Now we know that the average American takes about 534 trips per year in their car, or 1.47 per day (2.05 per weekday). They will spend 13,566 minutes in their cars commuting places throughout the year, or 37.1 minutes per day (52 minutes per weekday). These numbers sound pretty reasonable.

At a rate of $1.10 per mile, $0.21 per minute and $0.80 per trip, the average American will fork up $427 to Uber in base fare fees (534 * .80), $14,823 in mileage fees (13,476 * 1.1) and $2,880 in time fees (534 * 25.5 * .21).

  • Base fare fees ($427)
  • Mileage fees ($14,823)
  • Time fees ($2,863)

This brings total costs to $18,115 per year ($1,509 per month) if you used UberX to drive everywhere. Unfortunately, even without car payments and depreciation, fuel costs, interest, insurance, maintenance and repairs, registration and taxes, parking fees, speeding tickets, and opportunity costs, Uber is still slightly more expensive for the average American who drives 13,476 miles per year. In this case, it would be cheaper to own and drive the medium-sized sedan.
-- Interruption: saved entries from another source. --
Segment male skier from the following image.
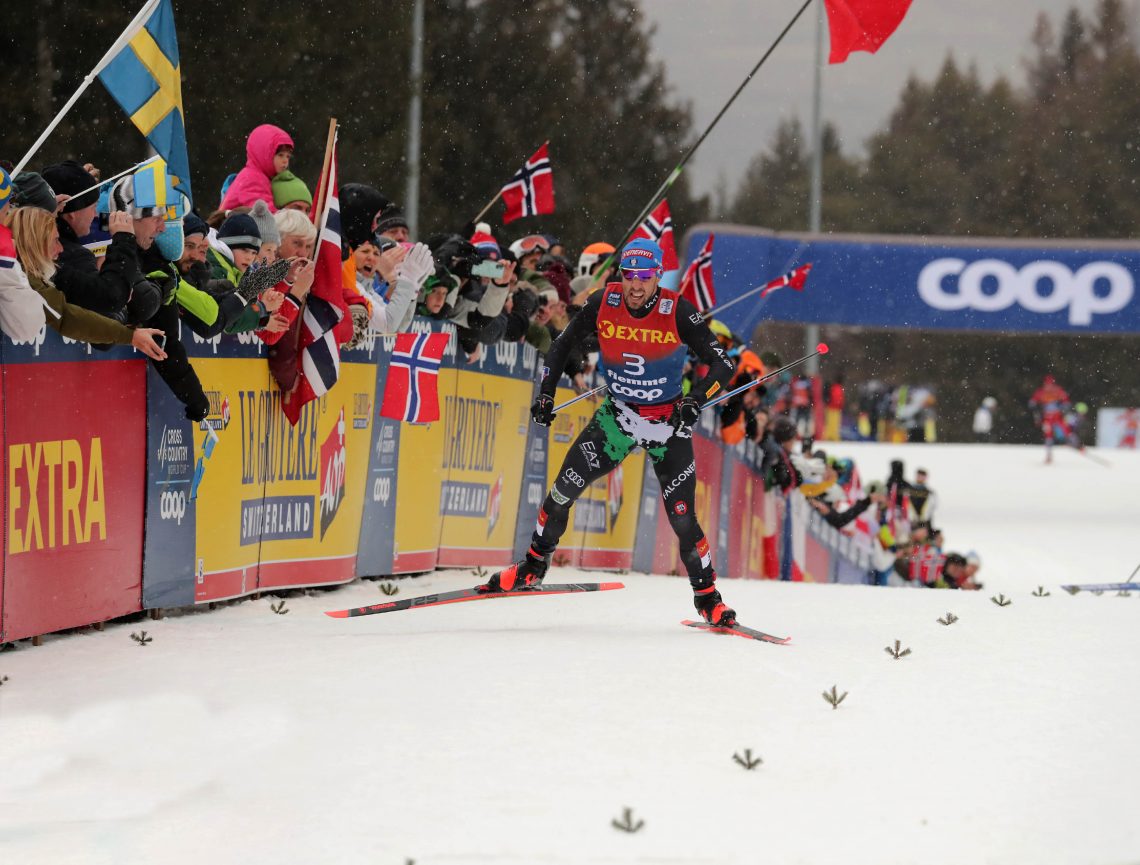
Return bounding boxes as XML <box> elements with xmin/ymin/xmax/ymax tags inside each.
<box><xmin>478</xmin><ymin>239</ymin><xmax>738</xmax><ymax>625</ymax></box>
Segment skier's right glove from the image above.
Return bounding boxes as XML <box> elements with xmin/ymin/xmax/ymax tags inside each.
<box><xmin>530</xmin><ymin>394</ymin><xmax>556</xmax><ymax>427</ymax></box>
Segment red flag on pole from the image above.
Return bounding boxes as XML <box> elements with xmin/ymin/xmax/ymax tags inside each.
<box><xmin>500</xmin><ymin>142</ymin><xmax>555</xmax><ymax>224</ymax></box>
<box><xmin>824</xmin><ymin>0</ymin><xmax>914</xmax><ymax>64</ymax></box>
<box><xmin>759</xmin><ymin>264</ymin><xmax>812</xmax><ymax>299</ymax></box>
<box><xmin>678</xmin><ymin>234</ymin><xmax>715</xmax><ymax>312</ymax></box>
<box><xmin>632</xmin><ymin>199</ymin><xmax>678</xmax><ymax>271</ymax></box>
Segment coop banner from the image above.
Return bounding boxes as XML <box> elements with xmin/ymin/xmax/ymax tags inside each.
<box><xmin>0</xmin><ymin>332</ymin><xmax>147</xmax><ymax>641</ymax></box>
<box><xmin>436</xmin><ymin>340</ymin><xmax>537</xmax><ymax>568</ymax></box>
<box><xmin>685</xmin><ymin>224</ymin><xmax>1140</xmax><ymax>337</ymax></box>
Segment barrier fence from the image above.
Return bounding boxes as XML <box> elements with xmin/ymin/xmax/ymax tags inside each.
<box><xmin>0</xmin><ymin>319</ymin><xmax>876</xmax><ymax>643</ymax></box>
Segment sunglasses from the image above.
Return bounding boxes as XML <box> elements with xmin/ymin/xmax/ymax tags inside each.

The mileage crossover point

Averages are great, but the real point is for everyone to do this calculation on their own, using a model similar to what we created. I have condensed both models to more digestible forms below:

costs_ownership_year =

costs_payments_year + costs_fuel_year + costs_interest_year + costs_insurance_year + costs_repairs_year + costs_taxes_year + costs_parking_year + costs_tickets_year + costs_opportunity_year

costs_uber_year =

(miles_year / average_commute_distance * .80) + (miles_year * 1.10) + (miles_year / average_commute_distance * average_commute_time * 0.21)

Using the model we have we can manipulate some of the variables to come up with a crossover point?—?in this case 9,481 miles?—?where the costs of owning a car and the costs of using UberX are exactly the same. Assuming you have a medium-sized sedan that costs you $12,744 a year to own and maintain, and you drive 9,481 miles per year, then you should be indifferent about keeping your car.

Example #1 (Ownership is cheaper)

Annual mileage: 13,476 miles

Average commute distance: 25.2 miles

Average commute time: 25 minutes

Cost of ownership: $12,744

Cost of UberX: $18,115.06

Example #2 (Equal)

Annual mileage: 9,481 miles

Average commute distance: 25.2 miles

Average commute time: 25 minute

Cost of ownership: $12,744

Cost of UberX$12,744

Example #3 (Uber is cheaper)

Annual mileage: 5,000 miles

Average commute distance: 25.2 miles

Average commute time: 25 minutes

Cost of ownership: $12,744

Cost of UberX: $6,721


So, there you have it: For the average American who drives 13,476 miles per year, owning a motor vehicle will cost them $12,744 per year to maintain, and the cost of taking UberX everywhere will cost them $18,115 per year.

However, Americans who drive less than 9,481 miles in a year should seriously consider ditching their car, because UberX will be cheaper.

Whether it’s UberX, UberPool, Lyft, LyftLine, or Sidecar, the factors that will determine whether these services are actually cheaper really come down to how many miles you drive in a year. If your metrics differ substantially from mine, I encourage you to enter your own variables into the model and come up with your own conclusions.

Disclaimer: I am in no way affiliated with Uber.